FOR IMMEDIATE RELEASE —
Lost Chapter of Iowa-ISU Feud Revealed in Hancher vs. Hilton: Iowa’s Rival University Presidents
Conflict between Iowa’s largest universities alternately heats up and cools off. Between 1934 and 1977 the University of Iowa suspended athletic contests with Iowa State, and seemingly sent rivalry into a deep freeze for decades. Yet it’s amid these years that Matt Kuhns’s new book Hancher vs. Hilton recounts a series of fiery battles away from the playing fields, for far bigger prizes than any trophy.
In the late 1950s the presidents of Iowa State and the U of I began a several-year feud which shaped both institutions, and higher education in Iowa generally. The University of Iowa’s Virgil Hancher and Iowa State’s James Hilton fought about on-campus curriculum and off-campus extension programs. They fought over money, inevitably.
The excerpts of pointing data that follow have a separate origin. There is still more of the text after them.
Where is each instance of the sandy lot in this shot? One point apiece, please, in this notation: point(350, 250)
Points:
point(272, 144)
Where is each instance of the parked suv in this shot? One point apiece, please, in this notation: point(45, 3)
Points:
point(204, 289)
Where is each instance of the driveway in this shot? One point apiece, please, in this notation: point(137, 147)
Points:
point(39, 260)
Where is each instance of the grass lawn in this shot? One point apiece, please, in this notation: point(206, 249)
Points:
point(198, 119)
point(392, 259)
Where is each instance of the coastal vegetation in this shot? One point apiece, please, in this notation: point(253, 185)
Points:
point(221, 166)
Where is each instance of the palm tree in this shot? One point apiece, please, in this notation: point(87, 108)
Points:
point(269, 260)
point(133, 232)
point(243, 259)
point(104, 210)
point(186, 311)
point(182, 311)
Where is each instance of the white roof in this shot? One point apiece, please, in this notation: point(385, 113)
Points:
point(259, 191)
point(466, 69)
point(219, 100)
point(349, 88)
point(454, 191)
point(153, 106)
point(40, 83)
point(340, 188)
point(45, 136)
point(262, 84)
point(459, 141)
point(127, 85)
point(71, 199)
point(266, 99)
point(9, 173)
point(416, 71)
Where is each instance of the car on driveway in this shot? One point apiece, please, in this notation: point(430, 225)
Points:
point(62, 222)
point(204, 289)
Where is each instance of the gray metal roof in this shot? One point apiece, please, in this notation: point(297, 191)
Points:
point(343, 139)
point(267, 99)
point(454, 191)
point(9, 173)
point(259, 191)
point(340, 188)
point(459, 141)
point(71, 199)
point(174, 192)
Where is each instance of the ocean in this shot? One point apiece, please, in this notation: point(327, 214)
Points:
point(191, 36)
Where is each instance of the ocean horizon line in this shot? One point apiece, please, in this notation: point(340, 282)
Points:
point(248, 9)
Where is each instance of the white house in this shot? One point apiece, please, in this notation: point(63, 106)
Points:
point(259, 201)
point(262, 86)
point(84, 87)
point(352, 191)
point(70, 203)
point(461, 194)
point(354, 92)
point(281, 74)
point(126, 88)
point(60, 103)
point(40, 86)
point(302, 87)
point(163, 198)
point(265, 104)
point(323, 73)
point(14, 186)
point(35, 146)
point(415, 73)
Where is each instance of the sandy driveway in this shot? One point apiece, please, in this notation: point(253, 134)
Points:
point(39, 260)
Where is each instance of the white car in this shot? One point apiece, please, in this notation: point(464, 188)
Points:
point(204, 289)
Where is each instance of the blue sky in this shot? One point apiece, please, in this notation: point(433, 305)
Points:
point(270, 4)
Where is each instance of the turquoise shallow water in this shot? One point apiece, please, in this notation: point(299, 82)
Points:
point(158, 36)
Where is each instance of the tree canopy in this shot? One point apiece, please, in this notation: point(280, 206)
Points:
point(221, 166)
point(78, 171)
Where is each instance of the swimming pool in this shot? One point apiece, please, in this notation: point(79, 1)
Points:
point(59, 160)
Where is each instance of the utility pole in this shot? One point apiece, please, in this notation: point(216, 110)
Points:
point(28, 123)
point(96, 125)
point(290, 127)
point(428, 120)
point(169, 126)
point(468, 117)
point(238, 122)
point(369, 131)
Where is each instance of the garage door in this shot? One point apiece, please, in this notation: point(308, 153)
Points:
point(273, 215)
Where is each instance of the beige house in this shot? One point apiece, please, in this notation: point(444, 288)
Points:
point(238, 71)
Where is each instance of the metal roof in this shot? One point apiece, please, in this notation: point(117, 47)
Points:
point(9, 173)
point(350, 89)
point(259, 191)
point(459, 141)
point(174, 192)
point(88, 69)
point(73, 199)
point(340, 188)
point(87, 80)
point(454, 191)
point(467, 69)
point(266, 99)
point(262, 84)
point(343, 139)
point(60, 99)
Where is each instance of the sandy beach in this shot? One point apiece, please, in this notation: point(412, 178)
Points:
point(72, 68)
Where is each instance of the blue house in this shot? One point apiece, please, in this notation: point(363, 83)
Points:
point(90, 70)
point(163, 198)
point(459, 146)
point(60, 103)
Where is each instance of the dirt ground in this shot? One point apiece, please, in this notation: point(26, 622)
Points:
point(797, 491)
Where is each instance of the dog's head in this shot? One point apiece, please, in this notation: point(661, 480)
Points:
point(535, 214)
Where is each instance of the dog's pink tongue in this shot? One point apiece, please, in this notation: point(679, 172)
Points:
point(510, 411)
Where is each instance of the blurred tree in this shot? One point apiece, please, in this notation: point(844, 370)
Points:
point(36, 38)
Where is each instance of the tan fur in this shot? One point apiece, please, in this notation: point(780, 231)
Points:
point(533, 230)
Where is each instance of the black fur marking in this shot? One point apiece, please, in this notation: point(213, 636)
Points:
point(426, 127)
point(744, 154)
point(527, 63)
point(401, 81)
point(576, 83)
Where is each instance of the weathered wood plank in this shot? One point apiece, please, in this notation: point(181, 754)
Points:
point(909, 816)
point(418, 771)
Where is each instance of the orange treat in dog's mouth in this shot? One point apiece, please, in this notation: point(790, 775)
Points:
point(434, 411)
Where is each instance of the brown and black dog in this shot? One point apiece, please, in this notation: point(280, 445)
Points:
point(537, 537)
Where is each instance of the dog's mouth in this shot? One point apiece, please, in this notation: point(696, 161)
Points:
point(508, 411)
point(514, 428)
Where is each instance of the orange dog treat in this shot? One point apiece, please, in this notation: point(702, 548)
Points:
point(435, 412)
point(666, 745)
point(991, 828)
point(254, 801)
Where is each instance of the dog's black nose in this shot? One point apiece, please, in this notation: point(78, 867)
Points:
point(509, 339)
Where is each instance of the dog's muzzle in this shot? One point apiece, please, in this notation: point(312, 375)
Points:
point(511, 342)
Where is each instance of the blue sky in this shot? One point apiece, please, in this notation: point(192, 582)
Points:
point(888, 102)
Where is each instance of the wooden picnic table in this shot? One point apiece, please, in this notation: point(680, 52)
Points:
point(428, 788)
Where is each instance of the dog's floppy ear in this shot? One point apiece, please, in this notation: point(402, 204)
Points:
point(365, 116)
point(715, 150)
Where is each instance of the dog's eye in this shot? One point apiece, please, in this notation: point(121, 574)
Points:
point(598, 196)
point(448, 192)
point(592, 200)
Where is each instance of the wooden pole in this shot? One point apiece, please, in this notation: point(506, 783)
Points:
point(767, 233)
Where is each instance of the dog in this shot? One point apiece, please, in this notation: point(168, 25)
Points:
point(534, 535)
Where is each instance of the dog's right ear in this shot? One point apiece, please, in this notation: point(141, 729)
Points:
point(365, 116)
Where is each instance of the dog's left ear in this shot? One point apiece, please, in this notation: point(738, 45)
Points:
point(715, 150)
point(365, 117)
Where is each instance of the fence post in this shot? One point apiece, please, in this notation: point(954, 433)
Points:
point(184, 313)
Above all, they fought over what form higher education in Iowa ought to have, and whether Iowa State College of Agriculture and Mechanic Arts should expand into a full competing university.
Hilton’s Iowa State won that particular campaign, obviously, but the story of how it and other arguments played out is rich with detail. Hancher and Hilton clashed publicly more than once, but much of their conflict took place behind the scenes in remarkably pointed memos and meetings. Kuhns’s book, the product of more than two years’ archival research, explores the missing stories behind headlines which have nearly been forgotten themselves.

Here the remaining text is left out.